| |
January 04, 2009
|
Freedom!
|
Pastor Brian Shimer
|
|
"FREEDOM: God's Gift, Our Resource"
Galatians
- Here we are at a new theme, a new word to guide us in our thinking and studying this year, the word "freedom". This week that word has taken on new meaning for me, for suddenly after Tuesday's surgery I felt anything but free. I was bound. My body had lost its rhythm, trapped in some way. By Friday evening after some 72 hours of hiccupping and burping and pain I was so very discouraged. The incision site was the least of my problems.
The doctor had told me that although the surgery was delicate 3-4 hours in length to follow the
nerve and not sever it -- recovery would come easily and I ought to be about normal activity within a few days.

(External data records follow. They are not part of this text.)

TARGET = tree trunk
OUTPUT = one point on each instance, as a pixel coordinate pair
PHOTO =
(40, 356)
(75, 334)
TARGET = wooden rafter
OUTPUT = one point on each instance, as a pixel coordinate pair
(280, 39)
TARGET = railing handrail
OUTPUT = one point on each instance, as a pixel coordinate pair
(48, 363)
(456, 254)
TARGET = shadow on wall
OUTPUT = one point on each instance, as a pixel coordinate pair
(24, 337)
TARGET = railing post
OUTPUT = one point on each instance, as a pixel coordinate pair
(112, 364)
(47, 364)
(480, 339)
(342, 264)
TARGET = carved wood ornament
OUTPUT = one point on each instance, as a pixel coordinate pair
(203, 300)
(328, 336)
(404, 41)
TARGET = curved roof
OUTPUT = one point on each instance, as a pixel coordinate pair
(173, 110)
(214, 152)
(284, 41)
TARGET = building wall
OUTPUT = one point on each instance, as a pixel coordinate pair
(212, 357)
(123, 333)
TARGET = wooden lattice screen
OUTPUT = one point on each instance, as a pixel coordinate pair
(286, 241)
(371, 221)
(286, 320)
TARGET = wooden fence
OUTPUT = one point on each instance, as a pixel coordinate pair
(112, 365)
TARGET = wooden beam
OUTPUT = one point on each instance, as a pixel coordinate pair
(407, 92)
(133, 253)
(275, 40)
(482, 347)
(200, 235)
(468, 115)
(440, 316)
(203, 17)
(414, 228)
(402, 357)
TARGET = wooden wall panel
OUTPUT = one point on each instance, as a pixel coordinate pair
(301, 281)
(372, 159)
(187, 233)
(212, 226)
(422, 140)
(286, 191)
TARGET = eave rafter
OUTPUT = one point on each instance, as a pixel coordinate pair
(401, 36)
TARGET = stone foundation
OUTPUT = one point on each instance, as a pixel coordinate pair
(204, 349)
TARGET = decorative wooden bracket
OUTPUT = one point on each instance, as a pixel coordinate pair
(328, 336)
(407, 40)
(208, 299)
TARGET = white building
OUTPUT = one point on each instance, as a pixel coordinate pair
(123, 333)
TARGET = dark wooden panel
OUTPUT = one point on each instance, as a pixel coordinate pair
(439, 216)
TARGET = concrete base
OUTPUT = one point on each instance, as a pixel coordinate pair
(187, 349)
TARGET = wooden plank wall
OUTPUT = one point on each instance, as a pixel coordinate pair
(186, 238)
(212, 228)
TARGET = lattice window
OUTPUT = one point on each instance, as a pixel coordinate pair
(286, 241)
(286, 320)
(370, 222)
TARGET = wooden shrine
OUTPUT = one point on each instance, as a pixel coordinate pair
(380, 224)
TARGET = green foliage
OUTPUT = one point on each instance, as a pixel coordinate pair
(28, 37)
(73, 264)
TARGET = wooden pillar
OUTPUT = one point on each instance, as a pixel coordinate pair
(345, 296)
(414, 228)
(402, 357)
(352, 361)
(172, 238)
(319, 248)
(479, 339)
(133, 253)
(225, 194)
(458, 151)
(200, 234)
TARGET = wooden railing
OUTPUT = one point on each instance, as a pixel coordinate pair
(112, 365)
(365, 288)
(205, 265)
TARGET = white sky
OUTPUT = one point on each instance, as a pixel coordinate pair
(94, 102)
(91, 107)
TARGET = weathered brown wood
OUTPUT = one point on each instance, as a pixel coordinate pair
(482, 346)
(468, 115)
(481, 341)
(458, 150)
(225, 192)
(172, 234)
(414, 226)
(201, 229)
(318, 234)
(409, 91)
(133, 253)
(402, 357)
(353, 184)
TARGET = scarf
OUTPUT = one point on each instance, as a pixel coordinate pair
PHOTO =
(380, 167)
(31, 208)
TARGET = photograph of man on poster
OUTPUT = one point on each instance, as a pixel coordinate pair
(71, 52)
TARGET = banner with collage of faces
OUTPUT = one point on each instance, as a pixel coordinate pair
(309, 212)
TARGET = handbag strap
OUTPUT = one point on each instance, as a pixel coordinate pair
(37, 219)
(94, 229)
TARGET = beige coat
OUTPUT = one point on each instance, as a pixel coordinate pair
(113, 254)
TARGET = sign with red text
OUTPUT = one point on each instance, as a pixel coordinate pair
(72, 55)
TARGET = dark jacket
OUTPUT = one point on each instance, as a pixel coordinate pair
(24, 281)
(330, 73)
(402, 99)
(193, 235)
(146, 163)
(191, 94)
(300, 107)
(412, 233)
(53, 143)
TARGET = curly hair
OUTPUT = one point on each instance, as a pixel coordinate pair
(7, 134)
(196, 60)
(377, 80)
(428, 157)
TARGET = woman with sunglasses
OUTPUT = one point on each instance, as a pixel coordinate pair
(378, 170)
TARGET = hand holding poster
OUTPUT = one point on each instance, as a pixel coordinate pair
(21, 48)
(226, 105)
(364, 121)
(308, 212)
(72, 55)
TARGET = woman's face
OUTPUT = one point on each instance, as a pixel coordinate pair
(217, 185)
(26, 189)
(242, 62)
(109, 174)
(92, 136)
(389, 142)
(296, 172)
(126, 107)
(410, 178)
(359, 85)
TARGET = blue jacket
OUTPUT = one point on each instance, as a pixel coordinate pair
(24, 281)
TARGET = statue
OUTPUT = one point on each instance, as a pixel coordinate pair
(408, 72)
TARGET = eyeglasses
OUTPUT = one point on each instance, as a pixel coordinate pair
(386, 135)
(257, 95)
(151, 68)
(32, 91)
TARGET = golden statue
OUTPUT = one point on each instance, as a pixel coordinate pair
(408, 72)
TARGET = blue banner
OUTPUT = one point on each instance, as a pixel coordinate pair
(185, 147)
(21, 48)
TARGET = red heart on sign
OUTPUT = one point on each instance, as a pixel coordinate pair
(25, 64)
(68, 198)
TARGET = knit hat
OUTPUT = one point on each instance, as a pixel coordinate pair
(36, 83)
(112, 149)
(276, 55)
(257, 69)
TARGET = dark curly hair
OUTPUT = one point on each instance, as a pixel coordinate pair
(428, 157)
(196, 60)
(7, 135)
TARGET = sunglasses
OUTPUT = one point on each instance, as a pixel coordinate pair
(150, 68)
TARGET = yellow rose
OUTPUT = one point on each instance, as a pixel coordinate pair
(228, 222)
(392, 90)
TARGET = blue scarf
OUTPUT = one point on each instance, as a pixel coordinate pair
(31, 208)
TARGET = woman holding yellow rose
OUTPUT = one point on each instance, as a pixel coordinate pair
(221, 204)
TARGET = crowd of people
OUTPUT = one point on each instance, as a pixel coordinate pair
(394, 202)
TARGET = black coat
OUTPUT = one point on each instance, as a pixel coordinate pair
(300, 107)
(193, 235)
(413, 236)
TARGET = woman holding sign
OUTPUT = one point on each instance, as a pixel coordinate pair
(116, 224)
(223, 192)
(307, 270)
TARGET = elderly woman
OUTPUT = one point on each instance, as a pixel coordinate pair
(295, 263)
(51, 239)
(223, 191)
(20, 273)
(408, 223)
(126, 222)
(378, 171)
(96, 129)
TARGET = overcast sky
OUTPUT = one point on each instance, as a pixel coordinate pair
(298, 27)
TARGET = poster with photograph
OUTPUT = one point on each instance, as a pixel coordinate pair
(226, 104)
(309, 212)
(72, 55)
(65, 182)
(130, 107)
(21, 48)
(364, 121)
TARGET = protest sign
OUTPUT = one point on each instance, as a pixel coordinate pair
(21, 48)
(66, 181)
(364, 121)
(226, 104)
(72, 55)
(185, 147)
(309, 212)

I had anticipated that I might even be home from the hospital on Tuesday night, the day of the surgery. I knew I would be convalescing for a couple days, and have lots of time to just lay around and get things done, reading, writing, projects awaiting such a down time. So, I was a bit surprised when it did not go that way.
So after 3 full days of pain and the disorientation that came with it, I felt so discouraged and hopeless really. I knew you were all praying. Folk had come over to pray. My family had prayed. I had prayed. And it seemed an answer was not close at hand.
Friday night, I read Scripture and never had the words "deliver me" "rescue me" "help me" meant more than they did that night. I cried out to the Lord reminding him that I did not want this to go the direction it was going. I prayed clutching my stomach --- there was nothing in the house I could take to help me feel better. Everything I chose for my mouth simply made the pain increase.
As I lay there I thought about the fact that we were to begin the new word "freedom" today and I thought how I have never felt more bound, more "un-free" than I did at that moment. I remembered a scene from a movie that I very much love called Facing the Giants in which one of the characters acknowledges to the Lord that she will still love Him no matter the outcome of the situation she is in.
There on the couch in the dark, cold, living room, I prayed again saying, "Lord even if I can never sing again, even if I can never preach again, even if this leads to a permanent disability of the worst kind, I will love you, I will serve you."
At that hour it did not sound quite that eloquent but it was heartfelt.
- Freedom seemed far from me at that hour - it felt as if I might never experience it, that I might remain in bondage. Indeed I think my family feared I might remain in this state as well -- that they might need to change my name to "Vesi" after the volcano Vesuvius for all my hiccups and burps.
At Gabrielle's wonderful piano recital yesterday morning, God gave me a reprieve. I thought that all the hiccupping and burping had ended, but it was only a reprieve, a demonstration of God's grace that I had peace for 90 minutes. It reminded me that God is in control of this life and all the experiences we have. And God is the author of freedom.
All of us have had points in our lives when we have felt very bound, literally imprisoned or trapped by circumstances, by attitudes, by illness, by relationships. In the context of such experiences what is the meaning of freedom as God intends it? What did freedom mean for the slave in Rome to whom God spoke saying "you are freed from your slavery" even while he remained a slave? What did freedom mean for Paul, the pioneer of freedom in the NT, while he found himself chained for the gospel? What did freedom mean for Jesus, the freest man who has ever lived as he was nailed to a cross and died so that you and I could live?
From these few pictures it becomes clear that freedom is not some absolute that we own, but a gift, a skill even that we acquire as we learn to live lives free in the midst of whatever circumstances we find ourselves.
What has freedom meant to you? Do you have a way in which you view it?
This year I want us to explore freedom - first through the book of Galatians and then through other places in scripture to see how we view it and be able to learn how God views the incredible call to freedom He has given us.
I invite you to begin to look at the places where you feel "bound" in your life. And think about this them verse which tells us that it was for freedom that Christ has set us free and tells us to "stand firm then and do not return to the bonds of slavery".
Now Paul says this into a specific situation in the Galatian experience, but the truth holds that God has made us for a freedom that is as astounding as it is magnificent.